Почувствовав неловкость от таких умозаключений, Хэппи лишь пожала плечами. Подобно Дэну она была склонна во всех и во всем видеть только хорошее.

— А, Аманда и Тодд! — воскликнула она и попеняла, когда они подошли ближе: — Вы опоздали. Мы уже решили, что вы передумали.

— Я бы ни за что не пропустила такое событие, — сказала Аманда. — Этот мрачный мавзолей превратился во что-то полное жизни! Ради этого стоило приехать. Кроме того, я хотела, чтобы Тодд познакомился со всеми вами. На нашей скромной свадьбе все обменялись лишь приветственными и прощальными словами.

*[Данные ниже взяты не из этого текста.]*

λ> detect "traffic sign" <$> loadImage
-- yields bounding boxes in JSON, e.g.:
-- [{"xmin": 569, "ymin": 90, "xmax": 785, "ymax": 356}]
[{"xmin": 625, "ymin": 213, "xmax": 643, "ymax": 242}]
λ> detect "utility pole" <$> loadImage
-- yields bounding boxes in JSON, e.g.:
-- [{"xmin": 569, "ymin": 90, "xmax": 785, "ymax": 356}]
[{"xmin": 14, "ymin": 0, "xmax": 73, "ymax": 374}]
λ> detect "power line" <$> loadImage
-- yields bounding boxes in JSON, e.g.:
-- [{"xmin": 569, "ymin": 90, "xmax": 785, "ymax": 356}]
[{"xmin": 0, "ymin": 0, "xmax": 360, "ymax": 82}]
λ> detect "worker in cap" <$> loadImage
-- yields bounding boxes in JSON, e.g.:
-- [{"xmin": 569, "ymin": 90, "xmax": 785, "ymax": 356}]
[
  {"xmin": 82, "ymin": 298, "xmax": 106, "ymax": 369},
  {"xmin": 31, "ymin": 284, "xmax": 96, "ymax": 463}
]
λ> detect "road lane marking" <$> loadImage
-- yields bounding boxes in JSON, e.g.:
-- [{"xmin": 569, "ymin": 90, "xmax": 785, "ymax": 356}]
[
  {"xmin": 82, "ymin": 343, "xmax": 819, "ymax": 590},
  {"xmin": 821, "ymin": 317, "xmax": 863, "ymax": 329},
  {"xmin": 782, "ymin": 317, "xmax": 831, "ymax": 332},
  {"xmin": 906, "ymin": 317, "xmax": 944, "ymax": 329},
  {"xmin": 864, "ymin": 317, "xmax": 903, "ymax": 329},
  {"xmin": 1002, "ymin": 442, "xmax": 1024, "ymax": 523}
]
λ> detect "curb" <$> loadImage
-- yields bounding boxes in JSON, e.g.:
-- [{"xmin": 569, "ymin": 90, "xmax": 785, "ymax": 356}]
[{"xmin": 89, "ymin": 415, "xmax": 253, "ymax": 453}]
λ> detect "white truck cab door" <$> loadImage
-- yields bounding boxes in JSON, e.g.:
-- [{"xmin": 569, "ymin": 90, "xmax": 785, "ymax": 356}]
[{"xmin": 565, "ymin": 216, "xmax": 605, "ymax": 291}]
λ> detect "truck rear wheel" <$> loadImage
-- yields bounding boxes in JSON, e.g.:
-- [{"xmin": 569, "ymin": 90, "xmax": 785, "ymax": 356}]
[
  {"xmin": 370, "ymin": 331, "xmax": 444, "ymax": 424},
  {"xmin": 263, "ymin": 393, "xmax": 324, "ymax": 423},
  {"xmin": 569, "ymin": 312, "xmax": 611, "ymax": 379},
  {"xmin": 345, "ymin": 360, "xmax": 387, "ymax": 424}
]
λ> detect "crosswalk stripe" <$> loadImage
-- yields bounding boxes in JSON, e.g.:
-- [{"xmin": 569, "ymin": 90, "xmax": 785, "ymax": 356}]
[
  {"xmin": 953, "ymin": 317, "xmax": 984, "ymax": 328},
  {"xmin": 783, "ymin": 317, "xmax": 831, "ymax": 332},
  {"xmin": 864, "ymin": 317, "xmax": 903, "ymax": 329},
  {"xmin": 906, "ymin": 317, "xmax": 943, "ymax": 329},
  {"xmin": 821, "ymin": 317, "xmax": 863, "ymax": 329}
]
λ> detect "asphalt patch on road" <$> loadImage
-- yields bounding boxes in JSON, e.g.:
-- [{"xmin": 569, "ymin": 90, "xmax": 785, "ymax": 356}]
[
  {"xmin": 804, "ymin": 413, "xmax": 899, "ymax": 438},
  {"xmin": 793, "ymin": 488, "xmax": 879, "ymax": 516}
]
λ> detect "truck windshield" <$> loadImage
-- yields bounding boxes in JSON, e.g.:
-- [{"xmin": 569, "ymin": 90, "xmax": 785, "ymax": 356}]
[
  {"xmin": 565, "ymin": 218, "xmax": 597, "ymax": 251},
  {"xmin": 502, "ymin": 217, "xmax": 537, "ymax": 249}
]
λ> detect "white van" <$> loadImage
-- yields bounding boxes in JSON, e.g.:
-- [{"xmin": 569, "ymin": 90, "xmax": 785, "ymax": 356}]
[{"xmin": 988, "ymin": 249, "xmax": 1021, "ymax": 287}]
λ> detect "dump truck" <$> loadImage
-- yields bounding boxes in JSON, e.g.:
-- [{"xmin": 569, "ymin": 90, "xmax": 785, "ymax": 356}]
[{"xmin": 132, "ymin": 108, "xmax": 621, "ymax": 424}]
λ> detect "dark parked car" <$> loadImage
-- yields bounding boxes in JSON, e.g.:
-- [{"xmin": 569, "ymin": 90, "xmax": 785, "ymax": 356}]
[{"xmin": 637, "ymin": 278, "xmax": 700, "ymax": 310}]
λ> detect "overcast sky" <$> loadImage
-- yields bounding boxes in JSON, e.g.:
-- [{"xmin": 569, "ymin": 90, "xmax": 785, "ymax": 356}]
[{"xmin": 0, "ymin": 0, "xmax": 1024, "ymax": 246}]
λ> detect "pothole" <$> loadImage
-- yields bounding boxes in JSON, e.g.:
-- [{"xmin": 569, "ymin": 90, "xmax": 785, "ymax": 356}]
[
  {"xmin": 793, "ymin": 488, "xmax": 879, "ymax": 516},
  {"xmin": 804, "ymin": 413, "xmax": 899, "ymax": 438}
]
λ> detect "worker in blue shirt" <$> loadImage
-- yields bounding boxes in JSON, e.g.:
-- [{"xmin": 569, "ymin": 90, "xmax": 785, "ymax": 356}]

Эти двое явно подходили друг другу. Салли решила это еще в первый раз, когда увидела их вместе. Взгляды говорят о многом, и ей понравилось, как блестели глаза Тодда за стеклами очков. У него больше развито чувство юмора, а Аманда такая искренняя, такая энергичная; они уравновешивают друг друга.

— Как твои девочки? — поинтересовалась Аманда.

— Няня повела их на пруд кормить уток.

— Ты по-прежнему держишь няню?

— Приходится. Я вернулась к работе, делаю альбом о животных. А у тебя как?

— Я расширяю приют. Тодд раздобыл замечательного архитектора, и мы пристраиваем помещение еще для двадцати девочек.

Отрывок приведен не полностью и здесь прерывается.